A new invention about the size of a large Band-Aid delivers low-frequency ultrasound waves to skin wounds to hyper-charge the healing process. A small clinical trial at Drexel University in Pennsylvania examined 20 patients with chronic leg ulcers, assigning them to five-person groups.
In one of the groups, whose treatment was 15 minutes of ultrasound at 20kHz, all five patients saw their wounds heal completely after just four treatments. This suggests the gentle mechanical pressure of the ultrasound waves activates and boosts the body’s own natural healing process.
The discovery was described in a paper published this month in the Journal of the Acoustical Society of America by Joshua Samuels, a Ph.D candidate at Drexel, working with Dr. Peter Lewin and Dr. Michael Weingarten.
The High Cost of Wound Care
The most common type of leg ulcer is a venous ulcer, which forms when the valves in the veins that return blood from the limbs to the heart malfunction, causing blood to pool. Cells in these stressed veins start to leak, causing inflammation and eventually forming an ulcer. Current treatments are passive, including heating and cleaning the wound and having patients wear compression socks to push blood back toward the heart.
These passive treatments do little to encourage skin ulcers to heal. In many patients, the ulcers can become chronic, lingering for months or even years.
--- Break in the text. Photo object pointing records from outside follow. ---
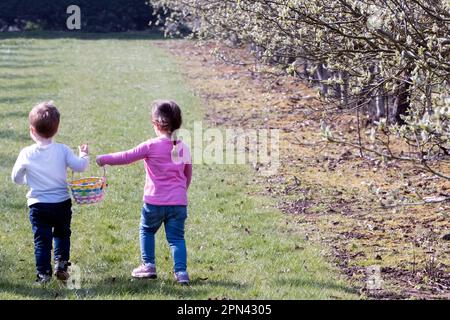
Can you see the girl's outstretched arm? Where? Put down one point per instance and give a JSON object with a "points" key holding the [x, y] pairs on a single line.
{"points": [[188, 174], [124, 157]]}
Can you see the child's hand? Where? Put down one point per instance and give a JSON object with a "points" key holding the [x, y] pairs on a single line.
{"points": [[84, 148], [98, 161]]}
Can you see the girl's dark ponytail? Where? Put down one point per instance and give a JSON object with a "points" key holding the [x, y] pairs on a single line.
{"points": [[168, 117]]}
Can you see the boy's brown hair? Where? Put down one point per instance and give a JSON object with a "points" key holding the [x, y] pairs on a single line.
{"points": [[44, 118]]}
“Venous ulcers affect younger and older patients, making it a very big socioeconomic burden,” Samuels said in an interview with Healthline. “Patients with large ulcers have limited ability to work and reduced quality of life due to the pain of the wound.”
More than half a million patients in America are treated for venous ulcers every year, and these treatments rack up almost one percent of all healthcare costs in the western world. As of 2009, the treatment of chronic wounds, including venous ulcers and diabetic ulcers, cost the American healthcare system $25 billion a year.
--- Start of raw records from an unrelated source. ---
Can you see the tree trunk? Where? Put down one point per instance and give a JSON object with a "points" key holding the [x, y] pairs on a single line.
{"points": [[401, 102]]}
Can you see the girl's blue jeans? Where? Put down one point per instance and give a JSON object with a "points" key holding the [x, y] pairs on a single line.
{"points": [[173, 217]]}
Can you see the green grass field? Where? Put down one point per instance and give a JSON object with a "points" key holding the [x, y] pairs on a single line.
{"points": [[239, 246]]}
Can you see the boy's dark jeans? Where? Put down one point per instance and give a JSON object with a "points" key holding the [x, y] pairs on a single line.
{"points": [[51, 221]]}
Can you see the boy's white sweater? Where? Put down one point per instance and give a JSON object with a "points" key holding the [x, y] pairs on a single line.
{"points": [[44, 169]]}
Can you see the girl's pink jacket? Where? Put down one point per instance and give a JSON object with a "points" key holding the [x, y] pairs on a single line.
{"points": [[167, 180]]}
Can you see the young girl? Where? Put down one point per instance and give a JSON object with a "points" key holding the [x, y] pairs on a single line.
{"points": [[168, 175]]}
It can cost more than $2,400 a month for a person to receive proper wound care, and this doesn’t take into account lost wages or other impacts on quality of life.
“There are relatively few active therapies for venous ulcers, and the few that do exist are extremely expensive,” Samuels said. “We wanted a simple, easy to wear, and cost effective active therapy.”
His device is about an inch and a half square and plugs into a rechargeable lithium ion battery pack about the size of two stacked decks of cards. Samuels hopes to continue to shrink the device and improve its power efficiency to create a unit that can fit into a compression wrap, providing a single, integrated ulcer treatment patients can use at home.
Researchers don't know how exactly the ultrasound patch speeds healing.
“The identification of the mechanism by which this process works is still very much a mystery,” explained Dr. Hector Lopez, Program Director for Diagnostic and Therapeutic Ultrasound at the National Institute of Biomedical Imaging and Bioengineering, in an interview with Healthline. “The problem with that is, until these mechanisms are very well understood, it's very hard to control them. The forces created by ultrasound can be quite destructive if not in the right hands or not fully understood.”
The scientists also need to fine-tune the dosage of ultrasound patients are given. The test group that received a 20kHz ultrasound for 15 minutes saw their wounds heal completely, while another group that received a 20kHz stimulation for 45 minutes only saw a partial improvement.
"We were surprised that the group receiving 45 minutes of treatment didn't achieve the same benefits as the 15 minute group, but sometimes we learn that more is not always better," said Samuels in a press release. "There may be a dosing effect."
The technology also holds promise for healing other types of external wounds. “Chronic wounds are the most difficult wounds to heal,” Lopez said. “The reason they're called 'chronic' is that for some people, they don't heal for a very long time, or don't heal at all. If you can help heal these with ultrasounds, you would think that with ordinary wounds, this would work just as well, if not better.”
Fortunately, the U.S. Food and Drug Administration (FDA) doesn’t need scientists to be able to fully explain a new medical device in order to approve it for use—they only need evidence that the device works and doesn’t cause harm. Samuels hopes to have the device approved, licensed, and cheaply available within five to seven years.
This research was publicly funded by the NIBIB, a division of the National Institutes of Health.